Some could falsely claim that they often go hungry, so as to get small business grants from donors. Others could claim they lack school fees for their children – despite Kenya’s government offering free primary education – to secure additional ‘income’ from NGOs. Such stories are common in Kenya.
Potential donors should verify that the NGOs they support are properly registered and fully transparent. The organizations need to provide detailed budgets and accounts, so all donated money can be tracked. Money should go towards project implementation and not administrative expenses such as inflated salaries, expensive cars and lavish housing.
Americans need to scrutinize leadership structures. Instead of a one man (or woman) show, credible NGOs have boards comprised of all stakeholders – donors, government representatives and targeted beneficiaries – separate from the management. This fosters transparency by providing a system of checks and balances.
Many NGOs around Nyaoga seem to work in isolation even as they address similar challenges. For instance, almost all NGOs in the region have HIV/AIDs programmes. Most also implement water projects. If the NGOs took a coordinated approach they could compensate for shortcomings and avoid duplicating efforts.
While in Nyaoga, I learned that partnership with government is especially significant for the sustainability of projects. The lifespan of an NGO is often limited but government structures and institutions are lasting. For instance, donor funded schools or hospitals often collapse when funding runs out. But those supported by the government survive, even with reduced support.

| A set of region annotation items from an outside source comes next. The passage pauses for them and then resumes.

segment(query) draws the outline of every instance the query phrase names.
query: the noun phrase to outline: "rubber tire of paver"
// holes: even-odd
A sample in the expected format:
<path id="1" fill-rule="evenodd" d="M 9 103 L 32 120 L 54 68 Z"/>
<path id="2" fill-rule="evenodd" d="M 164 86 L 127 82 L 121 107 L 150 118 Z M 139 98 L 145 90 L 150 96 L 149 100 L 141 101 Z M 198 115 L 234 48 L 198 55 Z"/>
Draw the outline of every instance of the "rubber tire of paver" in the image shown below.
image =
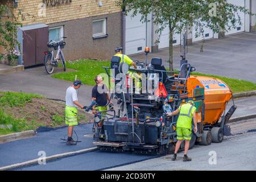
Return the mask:
<path id="1" fill-rule="evenodd" d="M 210 131 L 212 135 L 212 142 L 221 143 L 223 140 L 224 133 L 220 127 L 213 127 Z"/>
<path id="2" fill-rule="evenodd" d="M 201 146 L 209 146 L 212 143 L 212 136 L 210 131 L 204 130 L 202 141 L 199 143 Z"/>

Nyaoga boasts a dispensary built by Give Us Wings (an American NGO) to improve access to health services as the nearest hospital is located miles away. The NGO meets most operation costs but works with Kenya’s Ministry of Health to get some medical supplies and additional staff. With this collaboration, the government will eventually absorb the facility and sustain its operation long after the NGO departs.
Donors should focus on real, not imagined problems. Their priorities should fit into country development plans. In Africa, for instance, an overview of pressing challenges can be obtained from the African Union. These blueprints will help donors to verify the authenticity of the challenges and needs voiced by members of the community, as some residents have become adept at tailoring their needs to appeal to donors.
Finally, although it’s inevitable for NGOs to form ties to the communities where they operate, they should be ready to leave the community once they have served their purpose. Fred Olendo, the finance and administration manager at the National Council of NGOs in Kenya notes that some charity organizations have been accused of fostering dependency among communities to remain in business and serve their own interests.
The very best NGOs follow an old proverb: “Give a man a fish and you feed him for a day. Teach a man to fish and you feed him for a lifetime.” They may begin by providing hospitals, schools and water services, but afterwards they empower communities to demand those services from their governments. An empowered citizenry will fight for its rights rather than forever rely on donors. In the same vein, donors should ensure NGOs are accountable not only to them but also to the people in communities like Nyaoga.
Sarah Ooko is a development journalist based in Kenya. Her stories address challenges that compromise Africa’s ability to achieve the millennium development goals. Ooko reported from Nyaoga in association with Round Earth Media, which is training the next generation of international journalists while producing global news and information for audiences in the U.S. and around the world.